1975 is certainly a significant dividing line date for Norristown, but what about the others in the Schuylkill Valley?  Can we extend the 1975 dividing line to other communities despite their individual differences?  For now, let’s shift our gaze both up and down the Schuylkill, to the other “river boroughs” (yes, I know that Norristown is no longer a borough).

There is considerable evidence that suggests yes, 1975 is important to other communities.  Consider Conshohocken:  the differences between it and Norristown are considerable, and size is only one of them.  Yet the much tinier Conshohocken also had a downtown, smaller but relatively as bustling and vibrant to the local community.   The record shows that the deterioration of its downtown had reached such a point by 1965 that the Conshohocken Planning Commission asked the Montgomery County Planning Commission to develop an urban renewal plan.  In 1974 the borough received a multi-million Urban Renewal Grant and proceeded to bulldoze the 25 core acres of downtown, leveling buildings and evicting residents in the process.  We should consider this evidence that things had started to go wrong before the arrival of Section 8.  Even a superficial look at Conshohocken’s history suggests that the decline of Alan Wood Steel and Lee Tire, and the jobs they offered, might lie behind downtown’s demise.  In the case of Conshohocken, therefore, we are looking at economic, not social reasons behind the beginning of the borough’s decline.  Does that make sense to you, veterans of Conshohocken?  In thinking about this, don’t rule out the possibility that after 1975 subsidized housing played a major part in the borough’s continued decline, just try to place it in perspective.

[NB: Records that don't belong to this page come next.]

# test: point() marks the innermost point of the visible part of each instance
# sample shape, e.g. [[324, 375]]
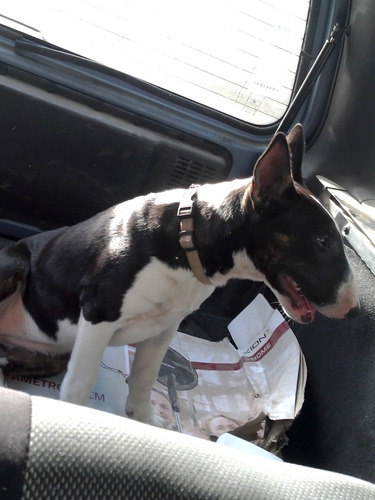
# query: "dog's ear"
[[272, 177], [296, 143]]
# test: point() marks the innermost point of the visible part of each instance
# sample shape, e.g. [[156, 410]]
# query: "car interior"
[[78, 136]]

And what about Pottstown?  It is closer to Norristown in size than to Conshohocken, or any other river borough, for that matter.  It developed a commercial downtown second only to Norristown among Montgomery County river boroughs, one that was the hub of its own region.  Pottstown was, however, an industrial town, and thus more like Conshohocken, although not as tied to one or two major companies.  Still, the nationwide decline in our steel and automobile industries lies behind the declining fortunes of both, and those boroughs in between.  Pottstown did not engage in urban renewal to the extent that Conshohocken did, but the responses of both boroughs were more similar than that of Norristown, which repeatedly rejected the lure of government money during the time we are discussing (much to the dismay of its own planning commission, of course).  Pottstown has also experienced more population diversity than Conshohocken, and “subsidized housing” continues to be a hot topic there.  Those who remember Pottstown may simply have more (bad) options to choose from. 

There are many variables at play here.  Still, regardless of the specific date of this or of that, what we are searching for here is what people—that means you—believe to be the most important thing that happened, and when.  But what if you can’t decide on just one thing?
If you can’t, that may be because all the options you are considering actually qualify; there may be more than one event or trend, and they might be quite different, but each important in its own way.  That is why the When remains our focus for now.  It doesn’t mean we are done with subsidized housing as a suspect in our investigation.  Far from it.


So what say you veteran residents, advocates, those who moved out of either Conshohocken or Pottstown, or for that matter, any of the boroughs in between?  When did things “start to go wrong” in your town?  Was it before—or after—1975?  Remember, we said start to go wrong.  There doesn’t have to be only one thing, or even one thing at a time.  Tell me what they are, and we will get to them in this blog.